UNCG has not yet said precisely what the new venture would cost. But the university would hire at least 20 new faculty members and enroll 75 to 100 students per class, Brady said. Little vacant space exists to build on the UNCG campus so a refurbished downtown Greensboro space is the more likely location, she added.

One key in the decision-making process: Are there enough learning opportunities at pharmacies, hospitals and other health care sites in the Greensboro area to accommodate pharmacy students from UNCG and UNC-CH? The latter already places students into these on-the-job training sites in that area and around the state.

“There are many clinical sites in the Triad so we would not be competing head to head with Chapel Hill for those sites,” Brady said. “We’re confident there are sufficient sites.”

UNC-CH chancellor Holden Thorp said he and Brady are “on the same page” but still must be convinced.

“We’ll have a lot of work to do to make sure we have enough clinical sites,” he said. “It’s been proven to me that they’re willing to work through it with us.”

Fred Eckel, executive director of the N.C. Association of Pharmacists, isn’t so sure about the availability of those practice locations.

“We’re not growing clinical sites to the extent that enrollments are growing,” Eckel said. “Three pharmacy schools in North Carolina have pretty much filled up our state’s practice sites ... you add another school into the mix, it just complicates that whole process.”

In 2002, a plan for a new pharmacy school at Elizabeth City State University — also a UNC system campus — was shelved after a consultant’s report showed the venture would be very costly.
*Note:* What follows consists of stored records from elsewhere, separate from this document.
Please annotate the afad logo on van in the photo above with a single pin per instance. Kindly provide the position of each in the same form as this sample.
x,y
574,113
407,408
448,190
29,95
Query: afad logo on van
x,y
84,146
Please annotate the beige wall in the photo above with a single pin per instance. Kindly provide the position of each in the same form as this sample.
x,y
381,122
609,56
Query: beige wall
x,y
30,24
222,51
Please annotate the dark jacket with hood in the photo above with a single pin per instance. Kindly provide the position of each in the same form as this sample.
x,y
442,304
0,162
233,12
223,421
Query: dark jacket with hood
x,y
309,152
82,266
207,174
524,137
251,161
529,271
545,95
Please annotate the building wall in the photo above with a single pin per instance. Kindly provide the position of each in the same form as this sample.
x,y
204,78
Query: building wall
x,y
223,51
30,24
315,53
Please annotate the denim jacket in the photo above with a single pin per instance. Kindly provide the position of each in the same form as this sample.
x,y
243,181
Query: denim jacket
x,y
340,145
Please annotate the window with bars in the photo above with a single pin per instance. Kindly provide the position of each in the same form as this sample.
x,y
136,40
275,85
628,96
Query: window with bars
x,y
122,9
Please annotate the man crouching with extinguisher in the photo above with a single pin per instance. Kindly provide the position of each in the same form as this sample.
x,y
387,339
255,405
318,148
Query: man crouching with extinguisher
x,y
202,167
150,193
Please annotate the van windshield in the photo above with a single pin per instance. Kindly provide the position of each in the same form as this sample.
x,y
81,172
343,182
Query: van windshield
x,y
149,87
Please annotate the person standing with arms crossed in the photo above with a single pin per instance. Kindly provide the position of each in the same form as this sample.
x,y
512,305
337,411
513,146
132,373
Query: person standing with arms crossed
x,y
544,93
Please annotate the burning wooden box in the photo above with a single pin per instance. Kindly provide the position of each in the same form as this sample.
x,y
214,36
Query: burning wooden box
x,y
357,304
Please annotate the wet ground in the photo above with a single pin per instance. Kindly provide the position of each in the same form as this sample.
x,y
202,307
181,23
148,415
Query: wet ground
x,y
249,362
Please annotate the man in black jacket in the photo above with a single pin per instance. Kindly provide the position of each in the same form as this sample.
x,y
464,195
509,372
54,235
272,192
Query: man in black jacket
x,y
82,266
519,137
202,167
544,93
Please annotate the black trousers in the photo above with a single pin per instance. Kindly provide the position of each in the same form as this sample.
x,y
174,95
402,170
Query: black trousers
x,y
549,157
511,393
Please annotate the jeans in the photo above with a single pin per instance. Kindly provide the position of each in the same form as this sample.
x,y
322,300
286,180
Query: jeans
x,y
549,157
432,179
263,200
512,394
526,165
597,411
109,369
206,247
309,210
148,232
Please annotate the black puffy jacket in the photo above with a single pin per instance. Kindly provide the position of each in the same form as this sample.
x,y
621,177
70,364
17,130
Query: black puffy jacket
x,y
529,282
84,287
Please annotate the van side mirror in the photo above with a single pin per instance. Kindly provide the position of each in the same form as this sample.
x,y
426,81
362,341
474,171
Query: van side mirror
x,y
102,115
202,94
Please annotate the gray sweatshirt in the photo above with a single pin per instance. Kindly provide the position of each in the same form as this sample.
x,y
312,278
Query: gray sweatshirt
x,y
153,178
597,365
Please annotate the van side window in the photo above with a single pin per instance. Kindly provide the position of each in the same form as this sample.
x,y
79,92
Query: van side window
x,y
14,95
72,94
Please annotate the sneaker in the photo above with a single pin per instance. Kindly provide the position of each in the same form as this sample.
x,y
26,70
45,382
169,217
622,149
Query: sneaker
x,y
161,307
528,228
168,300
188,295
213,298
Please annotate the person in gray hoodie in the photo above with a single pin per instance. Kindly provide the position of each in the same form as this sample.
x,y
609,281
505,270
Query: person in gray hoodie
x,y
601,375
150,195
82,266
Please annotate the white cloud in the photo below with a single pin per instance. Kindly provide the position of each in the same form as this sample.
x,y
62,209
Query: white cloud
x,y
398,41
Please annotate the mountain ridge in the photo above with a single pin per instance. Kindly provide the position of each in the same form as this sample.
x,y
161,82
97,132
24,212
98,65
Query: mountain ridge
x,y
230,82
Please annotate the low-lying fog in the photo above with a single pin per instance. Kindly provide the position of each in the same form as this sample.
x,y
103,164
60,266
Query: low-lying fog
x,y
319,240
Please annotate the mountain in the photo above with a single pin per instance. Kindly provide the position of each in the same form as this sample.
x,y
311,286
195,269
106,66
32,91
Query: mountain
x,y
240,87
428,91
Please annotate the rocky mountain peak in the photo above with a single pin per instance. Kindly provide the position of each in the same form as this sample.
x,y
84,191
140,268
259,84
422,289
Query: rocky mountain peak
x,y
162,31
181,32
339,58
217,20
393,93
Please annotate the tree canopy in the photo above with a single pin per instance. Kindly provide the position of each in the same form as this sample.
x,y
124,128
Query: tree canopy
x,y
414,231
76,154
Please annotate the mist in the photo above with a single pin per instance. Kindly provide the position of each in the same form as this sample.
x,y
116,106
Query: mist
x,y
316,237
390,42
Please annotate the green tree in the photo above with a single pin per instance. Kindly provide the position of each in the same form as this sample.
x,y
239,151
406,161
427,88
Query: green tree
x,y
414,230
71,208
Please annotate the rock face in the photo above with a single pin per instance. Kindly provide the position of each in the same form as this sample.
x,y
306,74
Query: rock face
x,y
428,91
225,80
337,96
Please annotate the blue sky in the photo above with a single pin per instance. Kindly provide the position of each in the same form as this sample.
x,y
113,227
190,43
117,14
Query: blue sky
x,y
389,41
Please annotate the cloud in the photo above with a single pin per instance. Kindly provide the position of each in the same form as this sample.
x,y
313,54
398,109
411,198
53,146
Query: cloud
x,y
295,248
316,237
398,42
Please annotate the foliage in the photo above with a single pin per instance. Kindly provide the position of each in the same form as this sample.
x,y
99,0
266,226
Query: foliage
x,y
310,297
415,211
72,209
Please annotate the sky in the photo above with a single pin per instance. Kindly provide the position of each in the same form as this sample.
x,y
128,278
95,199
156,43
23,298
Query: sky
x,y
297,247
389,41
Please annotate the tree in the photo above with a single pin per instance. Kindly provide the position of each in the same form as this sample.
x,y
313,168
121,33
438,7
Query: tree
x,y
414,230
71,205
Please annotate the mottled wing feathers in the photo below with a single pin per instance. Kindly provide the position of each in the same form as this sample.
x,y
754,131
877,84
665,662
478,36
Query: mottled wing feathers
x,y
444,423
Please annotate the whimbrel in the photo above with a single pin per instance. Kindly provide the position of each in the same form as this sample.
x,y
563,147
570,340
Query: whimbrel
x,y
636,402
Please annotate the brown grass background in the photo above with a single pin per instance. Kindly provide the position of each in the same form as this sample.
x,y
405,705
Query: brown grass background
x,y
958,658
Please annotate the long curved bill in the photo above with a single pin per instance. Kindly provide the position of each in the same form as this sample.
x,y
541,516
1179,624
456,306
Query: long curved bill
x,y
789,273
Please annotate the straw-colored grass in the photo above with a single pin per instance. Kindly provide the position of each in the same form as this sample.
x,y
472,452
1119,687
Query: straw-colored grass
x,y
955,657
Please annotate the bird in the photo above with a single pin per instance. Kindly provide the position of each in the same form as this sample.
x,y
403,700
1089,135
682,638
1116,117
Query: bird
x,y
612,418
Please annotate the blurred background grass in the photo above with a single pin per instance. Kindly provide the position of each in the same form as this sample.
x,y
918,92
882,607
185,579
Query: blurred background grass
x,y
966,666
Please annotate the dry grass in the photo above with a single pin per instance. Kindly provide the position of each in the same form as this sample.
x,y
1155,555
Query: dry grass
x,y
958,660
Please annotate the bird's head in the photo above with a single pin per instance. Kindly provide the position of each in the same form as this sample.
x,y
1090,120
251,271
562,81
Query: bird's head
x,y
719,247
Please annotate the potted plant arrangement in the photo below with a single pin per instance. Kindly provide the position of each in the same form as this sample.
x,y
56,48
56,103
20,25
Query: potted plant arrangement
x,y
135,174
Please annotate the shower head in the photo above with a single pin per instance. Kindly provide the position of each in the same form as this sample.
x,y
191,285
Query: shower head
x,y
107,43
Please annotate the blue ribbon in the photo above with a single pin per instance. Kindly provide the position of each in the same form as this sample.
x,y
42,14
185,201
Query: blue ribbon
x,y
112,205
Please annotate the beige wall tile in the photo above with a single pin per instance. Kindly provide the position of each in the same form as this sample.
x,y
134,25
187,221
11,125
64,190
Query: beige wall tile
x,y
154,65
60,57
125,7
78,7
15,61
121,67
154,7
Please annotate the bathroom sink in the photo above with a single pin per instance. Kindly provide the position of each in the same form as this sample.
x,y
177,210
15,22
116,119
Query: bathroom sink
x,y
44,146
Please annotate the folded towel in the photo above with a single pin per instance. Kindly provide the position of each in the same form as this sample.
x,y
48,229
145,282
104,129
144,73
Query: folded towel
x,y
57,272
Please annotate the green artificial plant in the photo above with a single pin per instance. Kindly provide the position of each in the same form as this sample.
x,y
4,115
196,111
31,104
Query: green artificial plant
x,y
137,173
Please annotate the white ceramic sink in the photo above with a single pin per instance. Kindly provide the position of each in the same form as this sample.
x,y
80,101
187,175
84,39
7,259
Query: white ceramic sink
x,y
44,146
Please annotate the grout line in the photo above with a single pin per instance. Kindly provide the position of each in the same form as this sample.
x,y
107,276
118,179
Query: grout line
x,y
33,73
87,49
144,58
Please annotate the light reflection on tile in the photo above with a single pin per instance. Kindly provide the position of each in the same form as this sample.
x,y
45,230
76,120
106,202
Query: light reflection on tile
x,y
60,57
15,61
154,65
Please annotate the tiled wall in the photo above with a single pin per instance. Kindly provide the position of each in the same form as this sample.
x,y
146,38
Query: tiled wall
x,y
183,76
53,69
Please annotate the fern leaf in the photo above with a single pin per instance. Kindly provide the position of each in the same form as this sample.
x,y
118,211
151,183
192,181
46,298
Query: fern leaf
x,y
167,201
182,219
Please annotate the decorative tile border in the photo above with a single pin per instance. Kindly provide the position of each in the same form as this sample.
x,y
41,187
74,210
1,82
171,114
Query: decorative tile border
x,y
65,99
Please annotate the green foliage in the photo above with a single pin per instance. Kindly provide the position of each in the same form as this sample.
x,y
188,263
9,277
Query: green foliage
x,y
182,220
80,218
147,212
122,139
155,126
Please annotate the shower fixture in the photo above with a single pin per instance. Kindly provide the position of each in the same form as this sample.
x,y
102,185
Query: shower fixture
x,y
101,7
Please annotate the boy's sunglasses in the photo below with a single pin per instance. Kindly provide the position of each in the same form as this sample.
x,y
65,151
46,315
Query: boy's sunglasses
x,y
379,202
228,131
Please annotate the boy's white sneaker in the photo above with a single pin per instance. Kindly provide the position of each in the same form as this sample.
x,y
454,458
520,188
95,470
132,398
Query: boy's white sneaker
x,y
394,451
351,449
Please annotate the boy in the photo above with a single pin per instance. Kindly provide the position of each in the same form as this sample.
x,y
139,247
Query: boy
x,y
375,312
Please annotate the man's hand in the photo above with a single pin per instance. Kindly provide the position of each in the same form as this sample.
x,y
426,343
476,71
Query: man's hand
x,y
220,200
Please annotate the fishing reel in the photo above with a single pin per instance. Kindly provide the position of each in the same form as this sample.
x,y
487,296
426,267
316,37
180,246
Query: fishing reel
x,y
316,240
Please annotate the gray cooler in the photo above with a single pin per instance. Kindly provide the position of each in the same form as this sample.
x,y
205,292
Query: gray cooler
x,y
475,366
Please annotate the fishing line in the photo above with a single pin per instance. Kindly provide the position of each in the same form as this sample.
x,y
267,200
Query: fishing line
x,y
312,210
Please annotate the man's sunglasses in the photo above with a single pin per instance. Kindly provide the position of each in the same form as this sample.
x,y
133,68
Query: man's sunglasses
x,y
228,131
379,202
It eventually became a joint program through which students at Elizabeth City take UNC-CH pharmacy courses using distance education.

Martin, the UNC system vice president, said the Elizabeth City model may be a less costly alternative in this case as well.

Brady, the UNCG chancellor, believes the demand is evident. UNC-CH recently received 800 applications for 155 spots in one of its incoming classes, while WIngate received 1,112 applications for 70 seats, according to the UNCG memo.

Since 2000, 28 new pharmacy schools have opened across the nation, including one — Wingate — in North Carolina, according to data from the American Association of Colleges of Pharmacy.

Budget cuts tangible at UNCG

The economic slowdown and demands that state agencies cut 3 percent from their current budgets are having a tangible effect at UNC Greensboro, where a new building for the School of Education has been put on hold.

Planning and design for the new, 110,000-square-foot, $47 million facility will continue but construction — expected to start next spring — will be delayed. The building was to open in fall of 2011, Chancellor Linda Brady said in a press release.

The release did not say how long the delay would last. The 3 percent budget cut is in addition to a cut of almost 1 percent imposed at the start of the fiscal year as a result of the state's revenue shortfall.

"I hope this will be the extent of the cuts, but it is very possible that we will be asked to absorb further cuts this year or next," Brady said.